Sunday, May 4th, 2008

It occurs to me that there is a similarity between a zipper and the combination of an expression and an environment, as for evaluation. I've got a problem that seems almost solvable by use of this, and I would especially like to hear Planet Haskell readers' thoughts on the matter.

(The expressions given here are in E syntax.)

For example, let's start with the expression

  def x := 74
  x + 1

For those unfamiliar with E, the tree this expression parses into has structure like this (ignoring some extra features and names):

  sequence(define(var("x"), literal(74)),
           call(var("x"), "add", literal(1)))

If we move “down” zipperwise into the second subexpression of the sequence, then we get the expressionx + 1” with the contextdef x := 74 before this in a sequence”. Similarly, an interpreter uses an intermediate result of “x + 1”, “x is bound to 74”.


With a slightly extended context, I'm trying to use this to express program analysis in an auditor. The zipper context now tracks a small amount of information about variables, as well as the enclosing expressions.

The first problem is to determine that all occurrences of a given variable are used in a particular fashion: e.g. for f, permitting “f(1)” but not “f("foo")” or “somethingElse(f)” (where the third case would permit f to be used arbitrarily since the auditor doesn't get to see somethingElse’s code). This is easily accomplished by walking the entire expression looking for occurrences of var("f"), and walking “up” from each of those occurrences to check that the enclosing expressions form a permitted usage.

The second problem is to determine that the variable in a particular position is a free variable, and that its guard is of a particular form. This can be done by extending the context objects to record what variable names are bound by any expression preceding the current location (that is not inside its own block); thus walking up the contexts to the top-level determines whether the variable is free.

The third problem, I'm not sure what to do about.

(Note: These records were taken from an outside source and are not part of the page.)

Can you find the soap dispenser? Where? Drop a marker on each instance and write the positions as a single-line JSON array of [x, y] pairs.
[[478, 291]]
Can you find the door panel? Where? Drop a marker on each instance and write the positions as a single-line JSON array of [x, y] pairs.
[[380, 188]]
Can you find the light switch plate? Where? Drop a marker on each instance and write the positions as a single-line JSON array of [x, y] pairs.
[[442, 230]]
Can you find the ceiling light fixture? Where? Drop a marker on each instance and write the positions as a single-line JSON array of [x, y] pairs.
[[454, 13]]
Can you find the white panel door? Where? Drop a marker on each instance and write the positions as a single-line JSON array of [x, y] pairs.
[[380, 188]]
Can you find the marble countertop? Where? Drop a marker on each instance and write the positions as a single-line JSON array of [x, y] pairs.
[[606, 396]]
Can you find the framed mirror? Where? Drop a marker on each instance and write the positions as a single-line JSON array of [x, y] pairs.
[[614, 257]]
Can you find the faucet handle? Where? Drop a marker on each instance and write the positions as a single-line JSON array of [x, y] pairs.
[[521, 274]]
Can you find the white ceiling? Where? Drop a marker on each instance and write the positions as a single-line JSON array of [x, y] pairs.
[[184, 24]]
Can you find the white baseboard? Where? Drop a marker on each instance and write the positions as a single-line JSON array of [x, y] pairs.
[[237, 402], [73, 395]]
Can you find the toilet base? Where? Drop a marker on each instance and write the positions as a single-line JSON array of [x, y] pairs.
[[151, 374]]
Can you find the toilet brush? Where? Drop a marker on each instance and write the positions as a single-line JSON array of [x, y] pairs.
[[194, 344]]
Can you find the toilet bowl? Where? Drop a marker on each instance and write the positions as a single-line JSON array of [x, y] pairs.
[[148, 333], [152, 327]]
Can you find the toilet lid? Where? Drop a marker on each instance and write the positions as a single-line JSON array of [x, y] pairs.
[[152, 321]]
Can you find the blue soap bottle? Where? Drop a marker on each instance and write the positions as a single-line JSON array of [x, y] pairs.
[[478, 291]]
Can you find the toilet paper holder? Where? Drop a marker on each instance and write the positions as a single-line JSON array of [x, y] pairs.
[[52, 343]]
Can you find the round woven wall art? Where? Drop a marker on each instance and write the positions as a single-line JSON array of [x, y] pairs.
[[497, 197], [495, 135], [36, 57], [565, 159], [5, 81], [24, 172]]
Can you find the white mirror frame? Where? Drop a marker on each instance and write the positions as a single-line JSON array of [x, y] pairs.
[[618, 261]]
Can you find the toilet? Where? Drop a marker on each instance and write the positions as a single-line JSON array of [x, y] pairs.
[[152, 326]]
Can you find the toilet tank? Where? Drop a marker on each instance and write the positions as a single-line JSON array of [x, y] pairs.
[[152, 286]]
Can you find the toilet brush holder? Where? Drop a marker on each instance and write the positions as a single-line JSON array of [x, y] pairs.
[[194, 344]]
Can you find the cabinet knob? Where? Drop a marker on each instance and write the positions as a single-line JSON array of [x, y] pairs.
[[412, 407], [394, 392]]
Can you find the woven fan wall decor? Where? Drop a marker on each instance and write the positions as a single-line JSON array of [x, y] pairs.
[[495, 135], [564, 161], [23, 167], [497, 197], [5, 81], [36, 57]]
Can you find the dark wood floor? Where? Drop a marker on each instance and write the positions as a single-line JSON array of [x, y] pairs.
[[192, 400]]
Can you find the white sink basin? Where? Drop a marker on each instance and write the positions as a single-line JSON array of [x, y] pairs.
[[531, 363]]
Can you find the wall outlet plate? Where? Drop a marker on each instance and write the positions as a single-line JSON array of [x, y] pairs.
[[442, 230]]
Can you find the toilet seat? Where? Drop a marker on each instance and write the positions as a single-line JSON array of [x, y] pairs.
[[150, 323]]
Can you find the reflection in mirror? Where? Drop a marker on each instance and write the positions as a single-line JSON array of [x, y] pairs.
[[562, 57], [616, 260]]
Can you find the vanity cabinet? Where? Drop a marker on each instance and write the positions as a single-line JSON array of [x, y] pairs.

I have a situation roughly like this:

  def foo {
    method a() {
      def bar {
        method b() { foo }
      }
    }
  }
  object(var("foo"),
         method("a", object(var("bar"), 
                            method("b", var("foo")))))

As part of the first problem, I have found the object “bar”; I then walk upward to determine that it is generated by a method of the object “foo”. (There are additional constraints on the structure that I haven't mentioned.) I need to determine that the reference to “foo” in “b” is in fact to the outer object, and not to some other intervening lexical binding.

I've thought of two possible solutions so far:

  1. Starting from method("a", ...), scan its children for occurrences of var("foo") and reject any which bind it. This would reject more than it needs to.
  2. Switch to a pre-processing stage (instead of the incremental operation of a zipper) to assign an identity (or a mutable analysis-information field, equivalently) to each variable binding and all of its uses, and add upward references (like in the zipper) to each node; this would make the is-this-foo-that-foo test a simple comparison.

At the moment, the second option seems attractive; tying uses to definitions of variables in a generic fashion should be useful for other types of analysis. And since this is strictly analysis, not transformation, I don't need the modify-without-mutation function of a zipper. The only reason I haven't done that yet is I think zippers are neat (and there might be other uses for an established zipper over E ASTs).

What do you think I should do?